Virtual Memory is a memory management technique that is implemented using both hardware (MMU) and software (operating system). It abstracts from the real memory available on a system by introducing the concept of virtual address space, which allows each process thinking of physical memory as a contiguous address space (or collection of contiguous segments).
The goal of virtual memory is to map virtual memory addresses generated by an executing program into physical addresses in computer memory. This concerns two main aspects: address translation (from virtual to physical) and virtual address spaces management. The former is implemented on the CPU chip by a specific hardware element called Memory Management Unit or MMU. The latter is instead provided by the operating system, which sets up virtual address spaces (i.e., either a single virtual space for all processes or one for each process) and actually assigns real memory to virtual memory. Furthermore, software within the operating system may provide a virtual address space that can exceed the actual capacity of main memory (i.e., using also secondary memory) and thus reference more memory than is physically present in the system.

The primary benefits of virtual memory include freeing applications (and programmers) from having to manage a shared memory space, increasing security due to memory isolation, and being able to conceptually use more memory than might be physically available, using the technique of paging. Indeed, almost every virtual memory implementations divide a virtual address space into blocks of contiguous virtual memory addresses, called pages, which are usually 4 KB in size.
In order to translate virtual addresses of a process into physical memory addresses used by the hardware to actually process instructions, the MMU makes use of so-called page table, i.e., a data structure managed by the OS that store mappings between virtual and physical addresses.
Concretely, the MMU stores a cache of recently used mappings out of those stored in the whole OS page table, which is called Translation Lookaside Buffer (TLB).

The picture below describes the address translation task as discussed above.
mmu

When a virtual address needs to be translated into a physical address, the MMU first searches for it in the TLB cache (step 1. in the picture above). If a match is found (i.e., TLB hit) then the physical address is returned and the computation simply goes on (2.a.).
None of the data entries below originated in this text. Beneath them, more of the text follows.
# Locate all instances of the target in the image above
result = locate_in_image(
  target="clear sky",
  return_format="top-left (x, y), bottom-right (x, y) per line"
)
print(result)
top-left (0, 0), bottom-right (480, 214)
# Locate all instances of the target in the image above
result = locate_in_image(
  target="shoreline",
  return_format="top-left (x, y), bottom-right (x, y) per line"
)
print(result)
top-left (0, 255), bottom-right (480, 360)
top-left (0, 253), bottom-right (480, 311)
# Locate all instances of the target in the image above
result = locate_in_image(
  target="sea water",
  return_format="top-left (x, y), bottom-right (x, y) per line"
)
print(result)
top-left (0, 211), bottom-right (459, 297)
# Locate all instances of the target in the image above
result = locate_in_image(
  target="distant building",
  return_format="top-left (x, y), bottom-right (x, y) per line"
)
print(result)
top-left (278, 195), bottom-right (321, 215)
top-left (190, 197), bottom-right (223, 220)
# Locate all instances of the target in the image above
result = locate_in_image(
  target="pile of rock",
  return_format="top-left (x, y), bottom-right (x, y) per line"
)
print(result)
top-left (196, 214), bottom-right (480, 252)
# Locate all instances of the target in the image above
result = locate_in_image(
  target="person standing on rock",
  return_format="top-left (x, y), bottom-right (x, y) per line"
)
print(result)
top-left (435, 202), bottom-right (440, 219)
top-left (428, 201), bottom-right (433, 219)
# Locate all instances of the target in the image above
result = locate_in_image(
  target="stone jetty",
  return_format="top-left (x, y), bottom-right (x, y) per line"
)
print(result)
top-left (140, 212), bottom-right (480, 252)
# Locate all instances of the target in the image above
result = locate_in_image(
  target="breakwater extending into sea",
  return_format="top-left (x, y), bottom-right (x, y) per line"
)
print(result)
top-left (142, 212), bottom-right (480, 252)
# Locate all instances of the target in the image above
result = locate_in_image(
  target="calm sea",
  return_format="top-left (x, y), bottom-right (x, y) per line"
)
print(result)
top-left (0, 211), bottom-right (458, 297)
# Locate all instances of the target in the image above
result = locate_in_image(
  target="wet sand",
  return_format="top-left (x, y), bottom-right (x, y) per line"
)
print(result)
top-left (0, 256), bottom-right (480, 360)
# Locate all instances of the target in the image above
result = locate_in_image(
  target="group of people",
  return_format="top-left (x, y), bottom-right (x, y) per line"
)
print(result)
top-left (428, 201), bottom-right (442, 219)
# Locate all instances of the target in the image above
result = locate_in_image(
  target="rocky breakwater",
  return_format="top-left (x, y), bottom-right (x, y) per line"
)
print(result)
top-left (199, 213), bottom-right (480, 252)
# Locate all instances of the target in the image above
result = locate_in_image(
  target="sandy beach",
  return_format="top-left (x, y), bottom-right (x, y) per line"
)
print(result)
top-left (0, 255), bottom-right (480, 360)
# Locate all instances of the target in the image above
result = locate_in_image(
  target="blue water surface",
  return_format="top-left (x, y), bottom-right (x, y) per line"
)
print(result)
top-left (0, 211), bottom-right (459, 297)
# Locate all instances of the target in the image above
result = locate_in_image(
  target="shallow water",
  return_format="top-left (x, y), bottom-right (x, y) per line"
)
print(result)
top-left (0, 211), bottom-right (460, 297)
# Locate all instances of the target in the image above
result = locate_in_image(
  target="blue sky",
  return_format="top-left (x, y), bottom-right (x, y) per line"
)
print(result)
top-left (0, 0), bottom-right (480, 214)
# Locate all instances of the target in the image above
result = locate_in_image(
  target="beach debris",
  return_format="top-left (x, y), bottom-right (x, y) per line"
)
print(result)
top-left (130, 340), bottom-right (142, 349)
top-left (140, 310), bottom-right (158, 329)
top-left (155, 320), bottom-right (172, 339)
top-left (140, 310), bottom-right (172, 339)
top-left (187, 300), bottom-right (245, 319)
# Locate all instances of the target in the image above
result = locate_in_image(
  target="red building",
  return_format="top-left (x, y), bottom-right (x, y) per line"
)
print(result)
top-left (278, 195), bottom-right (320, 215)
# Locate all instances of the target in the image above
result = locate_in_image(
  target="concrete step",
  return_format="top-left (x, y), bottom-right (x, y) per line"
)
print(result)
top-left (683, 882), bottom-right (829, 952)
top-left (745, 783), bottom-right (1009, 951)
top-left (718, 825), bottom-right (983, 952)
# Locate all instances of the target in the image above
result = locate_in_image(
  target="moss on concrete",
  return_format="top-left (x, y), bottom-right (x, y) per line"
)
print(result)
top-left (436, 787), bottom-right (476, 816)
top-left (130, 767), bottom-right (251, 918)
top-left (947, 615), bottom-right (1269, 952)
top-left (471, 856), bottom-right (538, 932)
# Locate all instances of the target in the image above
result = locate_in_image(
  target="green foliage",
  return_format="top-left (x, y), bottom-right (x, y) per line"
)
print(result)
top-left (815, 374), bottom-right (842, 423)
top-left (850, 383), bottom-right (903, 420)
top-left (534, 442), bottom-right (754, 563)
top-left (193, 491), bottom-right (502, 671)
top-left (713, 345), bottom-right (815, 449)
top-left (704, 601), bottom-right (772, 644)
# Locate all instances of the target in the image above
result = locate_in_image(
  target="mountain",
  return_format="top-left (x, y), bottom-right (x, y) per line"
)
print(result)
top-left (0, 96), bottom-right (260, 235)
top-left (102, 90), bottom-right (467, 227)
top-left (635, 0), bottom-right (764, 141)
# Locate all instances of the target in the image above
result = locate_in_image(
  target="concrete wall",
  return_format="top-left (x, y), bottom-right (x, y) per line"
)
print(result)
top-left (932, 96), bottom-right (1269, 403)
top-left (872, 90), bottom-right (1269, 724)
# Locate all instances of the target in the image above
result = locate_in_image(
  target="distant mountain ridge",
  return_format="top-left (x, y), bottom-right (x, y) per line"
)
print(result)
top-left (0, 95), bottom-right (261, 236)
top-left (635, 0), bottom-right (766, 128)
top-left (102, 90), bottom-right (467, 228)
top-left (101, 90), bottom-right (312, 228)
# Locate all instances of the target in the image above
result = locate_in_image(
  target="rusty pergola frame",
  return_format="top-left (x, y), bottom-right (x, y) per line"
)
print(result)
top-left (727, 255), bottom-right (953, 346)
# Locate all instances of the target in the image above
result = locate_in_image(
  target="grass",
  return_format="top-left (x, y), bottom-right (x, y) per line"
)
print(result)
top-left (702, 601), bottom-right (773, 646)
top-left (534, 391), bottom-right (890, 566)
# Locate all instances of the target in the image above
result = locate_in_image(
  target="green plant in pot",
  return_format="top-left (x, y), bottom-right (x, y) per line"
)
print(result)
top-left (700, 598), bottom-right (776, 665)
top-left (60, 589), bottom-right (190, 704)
Conversely, if there is no match for the virtual address in the TLB cache (i.e., TLB miss), the MMU searches for a match on the whole page table, i.e., page walk (2.b.). If this match exists on the page table, this is accordingly written to the TLB cache (3.a.). Thus, the address translation is restarted so that the MMU is able find a match on the updated TLB (1 & 2.a.).
Unfortunately, page table lookup may fail due to two reasons. The first one is when there is no valid translation for the specified virtual address (e.g., when the process tries to access an area of memory which it cannot ask for). Otherwise, it may happen if the requested page is not loaded in main memory at the moment (an apposite flag on the corresponding page table entry indicates this situation). In both cases, the control passes from the MMU (hardware) to the page supervisor (a software component of the operating system kernel). In the first case, the page supervisor typically raises a segmentation fault exception (3.b.). In the second case, instead, a page fault occurs (3.c.), which means the requested page has to be retrieved from the secondary storage (i.e., disk) where it is currently stored. Thus, the page supervisor accesses the disk, re-stores in main memory the page corresponding to the virtual address that originated the page fault (4.), updates the page table and the TLB with a new mapping between the virtual address and the physical address where the page has been stored (3.a.), and finally tells the MMU to start again the request so that a TLB hit will take place (1 & 2.a.).
As it turns out, the task of above works until there is enough room in main memory to store pages back from disk. However, when all the physical memory is exhausted, the page supervisor must also free a page in main memory to allow the incoming page from disk to be stored. To fairly determine which page to move from main memory to disk, the paging supervisor may use several page replacement algorithms, such as Least Recently Used (LRU). Generally speaking, moving pages from/to secondary storage to/from main memory is referred to as swapping (4.), and this is why page faults may occur.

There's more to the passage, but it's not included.